Setup passwords. You must update your .env file and set up all passwords for the previously listed users. If you are using an existing Elasticsearch cluster, you must use the passwords provided to you. The .env file contains information about each password and what it is used for. You can start by using the elastic user account to login and then create individual users and permissions as follows:

BEATS_SYSTEM_USERNAME=beats_system
BEATS_SYSTEM_PASSWORD=<GENERATED_BEATS_PASSWORD>

KIBANA_SYSTEM_USERNAME=kibana_system
KIBANA_SYSTEM_PASSWORD=<GENERATED_KIBANA_PASSWORD>

LOGSTASH_SYSTEM_USERNAME=logstash_system
LOGSTASH_SYSTEM_PASSWORD=<GENERATED_LOGSTASH_PASSWORD>

LOGSTASH_USERNAME=elastic
LOGSTASH_PASSWORD=<GENERATED_ELASTIC_PASSWORD>

API_BUILDER_USERNAME=elastic
API_BUILDER_PASSWORD=<GENERATED_ELASTIC_PASSWORD>

Disable anonymous user. In the .env file, uncomment the following line:
```
ELASTICSEARCH_ANONYMOUS_ENABLED=false
```
After restarting, Kibana will prompt you to login before continuing.
Enable user authentication in Kibana. In your .env file, uncomment the following line to enable user authentication in Kibana:
```
KIBANA_SECURITY_ENABLED=true
```
Restart the services. After you have configured all passwords and configured the security parameters, restart all services.
- Filebeat - It will now use the beats_system user to send monitoring information.
- Logstash - It will now use the logstash_system user to send monitoring data and logstash user to insert documents.
- Kibana - It will now use the kibana_system user to send monitoring data.
- API Builder - It will now use the elastic user to query Elasticsearch.
It is important to set up a dedicated API Builder user, instead of using the elastic super-user. The monitoring users are used to send metric information to Elasticsearch to enable stack monitoring, which gives you insights on event processing of the complete platform.

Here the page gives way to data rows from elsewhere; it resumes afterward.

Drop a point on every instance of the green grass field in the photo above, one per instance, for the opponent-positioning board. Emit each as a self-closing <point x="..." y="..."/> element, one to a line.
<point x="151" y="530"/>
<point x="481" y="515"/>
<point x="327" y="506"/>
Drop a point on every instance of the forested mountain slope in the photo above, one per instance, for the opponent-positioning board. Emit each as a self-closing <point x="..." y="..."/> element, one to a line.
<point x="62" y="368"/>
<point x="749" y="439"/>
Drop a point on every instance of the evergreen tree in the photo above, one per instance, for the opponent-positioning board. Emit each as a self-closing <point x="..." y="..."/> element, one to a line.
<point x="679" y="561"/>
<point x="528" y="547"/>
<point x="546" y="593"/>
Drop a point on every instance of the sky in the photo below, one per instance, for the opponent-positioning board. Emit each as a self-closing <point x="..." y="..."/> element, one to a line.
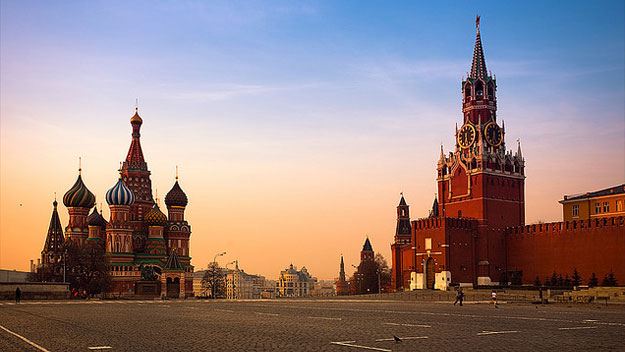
<point x="296" y="125"/>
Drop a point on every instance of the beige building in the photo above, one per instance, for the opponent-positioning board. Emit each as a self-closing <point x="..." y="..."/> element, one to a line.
<point x="599" y="204"/>
<point x="241" y="285"/>
<point x="293" y="283"/>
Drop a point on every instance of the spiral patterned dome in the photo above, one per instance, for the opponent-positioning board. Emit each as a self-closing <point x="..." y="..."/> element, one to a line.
<point x="155" y="217"/>
<point x="176" y="197"/>
<point x="96" y="219"/>
<point x="120" y="195"/>
<point x="79" y="196"/>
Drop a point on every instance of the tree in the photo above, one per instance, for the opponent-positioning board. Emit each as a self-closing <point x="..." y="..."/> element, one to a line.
<point x="84" y="266"/>
<point x="554" y="279"/>
<point x="576" y="279"/>
<point x="214" y="280"/>
<point x="593" y="281"/>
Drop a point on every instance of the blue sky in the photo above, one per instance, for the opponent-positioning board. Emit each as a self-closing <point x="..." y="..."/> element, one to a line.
<point x="325" y="103"/>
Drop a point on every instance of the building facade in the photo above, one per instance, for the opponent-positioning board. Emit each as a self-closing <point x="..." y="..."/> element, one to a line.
<point x="138" y="235"/>
<point x="294" y="283"/>
<point x="476" y="232"/>
<point x="605" y="203"/>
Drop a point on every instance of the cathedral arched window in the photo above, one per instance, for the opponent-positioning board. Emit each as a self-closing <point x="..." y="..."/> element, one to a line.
<point x="479" y="88"/>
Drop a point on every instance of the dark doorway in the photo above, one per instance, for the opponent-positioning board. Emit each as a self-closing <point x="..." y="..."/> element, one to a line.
<point x="430" y="273"/>
<point x="173" y="287"/>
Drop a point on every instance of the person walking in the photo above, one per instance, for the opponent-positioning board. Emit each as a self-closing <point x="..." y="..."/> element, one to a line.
<point x="459" y="296"/>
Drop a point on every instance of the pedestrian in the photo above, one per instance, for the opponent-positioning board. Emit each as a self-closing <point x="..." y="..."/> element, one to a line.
<point x="493" y="296"/>
<point x="459" y="296"/>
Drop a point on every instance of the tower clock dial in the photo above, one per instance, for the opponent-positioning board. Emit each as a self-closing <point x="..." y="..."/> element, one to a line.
<point x="466" y="136"/>
<point x="493" y="134"/>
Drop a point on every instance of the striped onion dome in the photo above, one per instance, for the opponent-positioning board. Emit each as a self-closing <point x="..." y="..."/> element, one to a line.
<point x="155" y="217"/>
<point x="176" y="197"/>
<point x="120" y="194"/>
<point x="96" y="219"/>
<point x="79" y="196"/>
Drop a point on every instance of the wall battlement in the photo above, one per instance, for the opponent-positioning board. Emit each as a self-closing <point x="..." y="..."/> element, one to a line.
<point x="567" y="226"/>
<point x="438" y="222"/>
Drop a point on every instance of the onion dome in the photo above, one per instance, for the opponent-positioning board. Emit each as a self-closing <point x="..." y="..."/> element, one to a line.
<point x="120" y="194"/>
<point x="79" y="196"/>
<point x="96" y="219"/>
<point x="136" y="118"/>
<point x="155" y="217"/>
<point x="176" y="197"/>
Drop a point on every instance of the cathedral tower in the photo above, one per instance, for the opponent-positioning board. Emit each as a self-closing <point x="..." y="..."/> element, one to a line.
<point x="481" y="179"/>
<point x="53" y="248"/>
<point x="78" y="201"/>
<point x="136" y="176"/>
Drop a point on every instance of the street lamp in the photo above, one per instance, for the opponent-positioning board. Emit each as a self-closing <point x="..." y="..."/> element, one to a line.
<point x="359" y="278"/>
<point x="213" y="272"/>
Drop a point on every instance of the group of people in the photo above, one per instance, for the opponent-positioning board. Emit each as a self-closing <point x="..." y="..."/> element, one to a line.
<point x="460" y="297"/>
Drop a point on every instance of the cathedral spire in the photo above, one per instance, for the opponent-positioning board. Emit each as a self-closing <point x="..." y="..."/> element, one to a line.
<point x="53" y="248"/>
<point x="134" y="159"/>
<point x="478" y="66"/>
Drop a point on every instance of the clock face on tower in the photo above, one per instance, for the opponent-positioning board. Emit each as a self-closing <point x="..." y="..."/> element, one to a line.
<point x="466" y="136"/>
<point x="493" y="135"/>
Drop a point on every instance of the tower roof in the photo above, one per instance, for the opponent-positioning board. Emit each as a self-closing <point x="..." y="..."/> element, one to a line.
<point x="402" y="201"/>
<point x="120" y="194"/>
<point x="367" y="246"/>
<point x="79" y="195"/>
<point x="54" y="239"/>
<point x="478" y="66"/>
<point x="155" y="217"/>
<point x="176" y="196"/>
<point x="95" y="218"/>
<point x="173" y="263"/>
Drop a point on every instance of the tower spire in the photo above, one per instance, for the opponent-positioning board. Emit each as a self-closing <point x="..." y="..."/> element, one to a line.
<point x="478" y="66"/>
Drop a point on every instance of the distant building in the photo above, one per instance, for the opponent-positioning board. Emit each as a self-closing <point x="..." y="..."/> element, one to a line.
<point x="198" y="290"/>
<point x="293" y="283"/>
<point x="594" y="205"/>
<point x="342" y="288"/>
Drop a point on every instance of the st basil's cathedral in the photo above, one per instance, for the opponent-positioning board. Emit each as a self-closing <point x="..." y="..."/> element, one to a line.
<point x="138" y="237"/>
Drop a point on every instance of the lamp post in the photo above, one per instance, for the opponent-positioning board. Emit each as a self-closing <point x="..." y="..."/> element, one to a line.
<point x="358" y="275"/>
<point x="232" y="262"/>
<point x="213" y="272"/>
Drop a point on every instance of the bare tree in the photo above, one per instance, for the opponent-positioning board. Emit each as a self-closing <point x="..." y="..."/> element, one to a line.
<point x="214" y="280"/>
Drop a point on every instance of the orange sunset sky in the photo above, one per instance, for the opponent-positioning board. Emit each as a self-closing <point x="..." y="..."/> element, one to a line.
<point x="295" y="126"/>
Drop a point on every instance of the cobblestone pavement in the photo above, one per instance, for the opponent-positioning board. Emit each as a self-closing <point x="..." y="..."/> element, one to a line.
<point x="306" y="325"/>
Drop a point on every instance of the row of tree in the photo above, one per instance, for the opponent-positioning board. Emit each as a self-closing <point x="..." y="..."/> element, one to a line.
<point x="83" y="267"/>
<point x="372" y="276"/>
<point x="576" y="280"/>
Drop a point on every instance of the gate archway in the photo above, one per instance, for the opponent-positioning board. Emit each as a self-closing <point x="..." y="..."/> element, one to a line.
<point x="430" y="273"/>
<point x="173" y="287"/>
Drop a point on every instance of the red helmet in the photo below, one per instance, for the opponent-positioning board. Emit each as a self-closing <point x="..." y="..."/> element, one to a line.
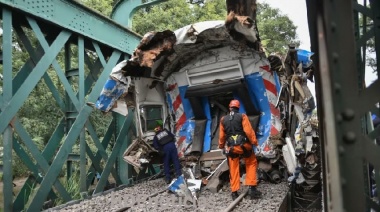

Configure the retention period

Because new data is continuously stored in Elasticsearch in various indexes, these must be removed after a certain period of time to free up space in your container. The Elasticsearch index lifecycle management (ILM) feature is used for this purpose. It defines different lifecycle stages per index. The ILM policies are automatically configured with default values using configuration files and can be reviewed in Kibana. You can also configure the lifecycle of the data accordingly to your requirements. The indices pass through stages such as Hot, Warm, and Cold, which can be used to deploy different performance hardware per stage. This means that traffic details from, for example, two weeks ago, no longer have to be stored on high-performance machines.

The configuration is defined per data type (Summary, Details, Audit, and so on), and the following table shows an overview of the default values. The number of days that is crucial for the retention period is the Delete days, which provides the number of days that the data is guaranteed to be available.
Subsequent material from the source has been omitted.